Right now, the Act only applies to tenancies signed on or after March 20th 2019. But from March 20 2020, it will apply to all tenancies regardless of when they were agreed. That means if you know if any existing issues with your rental property that need fixing and improving, you should put plans in place to do so. Otherwise, in less than three months-time, your tenants will be able to take you to court in order to force you to do the required works.
Minimum Energy Efficiency Standards
April is typically a busy month for new regulations in the property sector and 2020 will be no different. This is another extension of an existing rule. Since April 2018, landlords letting a property to new tenants had to ensure the property had an energy efficiency rating of at least an E. From April this year, this rule applies to all tenancies, unless the property has been made exempt.
It’s worth noting that the EPC ratings only go down to a G, so in many cases this shouldn’t be a problem. It’s also useful to know that if works to improve the EPC rating of your rental property to an E or above are particularly expensive, a landlord can apply for an exemption.
Capital Gains Tax, Lettings Relief
Also in April 2020, will be a change to the way Lettings Relief can be claimed, with regards to Capital Gains Tax (CGT) calculations upon the sale of your rental property.
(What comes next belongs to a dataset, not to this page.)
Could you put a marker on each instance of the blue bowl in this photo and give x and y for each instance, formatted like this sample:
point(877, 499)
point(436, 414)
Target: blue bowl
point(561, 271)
CGT is a tax payable on the profit you make on an investment property, when you sell it.
Until now, for those landlords who initially lived in their property before moving out and turning it into a rental home, it was possible to claim Lettings Relief and only pay CGT on any profit made on the property after the landlord-owner moved out and also in the last 18 months before the sale.
Now, it’s only possible to claim Lettings Relief against CGT if you share your rental property with your tenants and on the final nine months you own the property before the sale.
In addition, from April 2020, property investors must pay their CGT bill within 30 days of selling the property, rather than having until the next tax year to do so.
Compulsory CMP for Letting Agents
In a bid to clamp down against money laundering through property, from April 2020, all UK Letting Agents must become members of an official Client Money Protection Scheme. This scheme insures any monies paid in relation to rental properties by both the landlord and the tenants.
That way, if an agent steals that money, the landlord and tenant are both covered and will be able to reclaim their funds.
Tenant Fees Act Extension
Following the initial introduction of the Tenant Fees Act in June 2019, where all new tenancies had to follow the rules in this legislation, from June 2020 ALL tenancies, regardless of when they were agreed must also be in line with the Tenant Fees Act.
Here is a handy rundown of the rules of the Tenant Fees Act you need to adhere to and also, the differences for landlords and letting agents operating in England and Wales.
These five pieces of legislation might already be on your radar and under control. However, if they’re not don’t panic, you still have enough time to get yourself up-to-date and operating within the rules before they’re extended or come into force.